Limited evidence to link antihypertensive use to cancer
medwireNews: An extensive meta-analysis of individual participant data has not found consistent evidence to indicate that antihypertensive use is associated with an increased risk for cancer.
“Although such findings are reassuring, evidence for some comparisons was insufficient to entirely rule out excess risk, in particular for calcium channel blockers,” write Kazem Rahimi (University of Oxford, UK) and co-authors in The Lancet Oncology.
They reviewed data for 260,447 participants from 33 randomized controlled trials (RCTs), published up to September 2019, that compared one blood pressure lowering drug class with a placebo, inactive control, or another blood pressure lowering drug. During a median 4.2 years of follow-up, 15,012 participants across all trials were diagnosed with cancer.
Rahimi and team report that there were no significant associations between cancer incidence and the use of angiotensin-converting enzyme (ACE) inhibitors, angiotensin II receptor blockers (ARBs), beta blockers, or thiazide diuretics relative to all other comparators.
There was, however, a significantly increased risk for cancer among people who used calcium channel blockers compared with any other group, at a hazard ratio (HR) of 1.06.
For cancer-related deaths, there was no significant link to ACE inhibitor, ARB, beta blocker, or calcium channel blocker use, but there was a significantly increased risk associated with the use of thiazide diuretics, at an HR of 1.14.
The researchers say that although these associations require further investigation, “the absence of plausible mechanisms suggest that calcium channel blockers or thiazides are unlikely to cause such cancers.”
Furthermore, when the team conducted a network meta-analysis comparing each of the drug classes against placebo only, they found no increased risk for developing or dying from cancer with any drug class.
For site-specific cancers, there was generally no evidence that antihypertensive drug use increased the risk for breast, colon, lung, prostate, or skin cancer. The only exception was with calcium channel blockers which were associated with a significantly increased risks for prostate (HR=1.15) and skin (HR=1.26) cancers that were driven by comparisons with ARB use, the researchers say.

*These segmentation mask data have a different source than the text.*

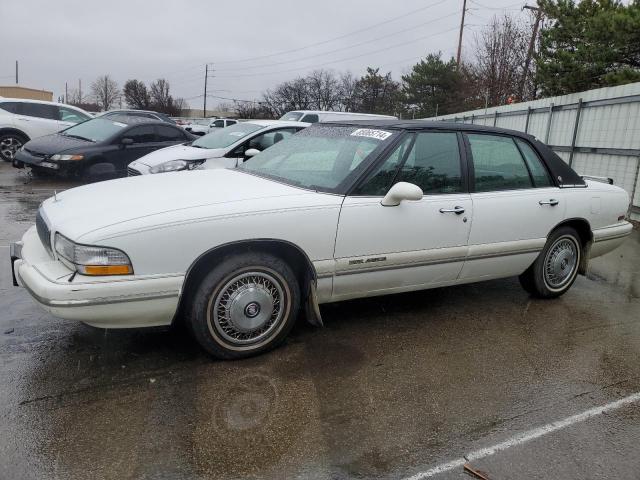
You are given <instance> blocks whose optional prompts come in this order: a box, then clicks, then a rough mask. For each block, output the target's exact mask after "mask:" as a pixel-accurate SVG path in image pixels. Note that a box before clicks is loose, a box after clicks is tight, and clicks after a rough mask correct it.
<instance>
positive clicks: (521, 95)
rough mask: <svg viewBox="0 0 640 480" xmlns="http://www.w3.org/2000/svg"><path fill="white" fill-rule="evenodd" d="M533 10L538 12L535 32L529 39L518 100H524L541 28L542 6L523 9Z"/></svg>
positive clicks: (521, 100)
mask: <svg viewBox="0 0 640 480" xmlns="http://www.w3.org/2000/svg"><path fill="white" fill-rule="evenodd" d="M525 8H526V9H527V10H533V11H534V12H536V20H535V23H534V24H533V32H532V33H531V40H530V41H529V50H528V51H527V58H526V60H525V62H524V72H522V81H521V82H520V89H519V91H518V100H520V101H522V96H523V95H524V87H525V85H526V83H527V74H528V73H529V65H530V64H531V57H532V56H533V48H534V47H535V45H536V37H537V36H538V28H540V20H542V9H541V8H540V7H532V6H530V5H525V6H524V7H522V9H523V10H524V9H525Z"/></svg>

Rahimi et al also report that their findings did not vary by age, sex, BMI, smoking status, or previous antihypertensive use, and the risk did not appear to increase significantly with treatment duration. They note, however, that the relatively short follow-up period “might not be sufficient for some cancers to develop.”
The authors say: “It is estimated that between 30% and 50% of individuals have poor adherence to [antihypertensive] drugs, partly because of concerns around the harmful effects that long-term use of antihypertensive medications might cause.”
They conclude: “The main implication of our study is that patients using antihypertensive medication should continue to take their medications because concerns about increased cancer risk seem to be unfounded.”
However, Laurent Azoulay, from McGill University in Montreal, Quebec, Canada, points out in an accompanying comment that RCTs “are generally not designed to assess safety [which] is particularly relevant for outcomes with delayed onset, such as cancer.”
He says: “As acknowledged by the authors, due to the relatively short median duration of follow-up of the antihypertensive drug trials, a potential association between cancer and the long-term use of antihypertensive drugs cannot be ruled out.”
Azoulay believes that “moving forward, these studies will need to be complemented with well designed, real-world studies in heterogeneous patient populations who are followed up for extended periods of time to fully understand their carcinogenic potential.”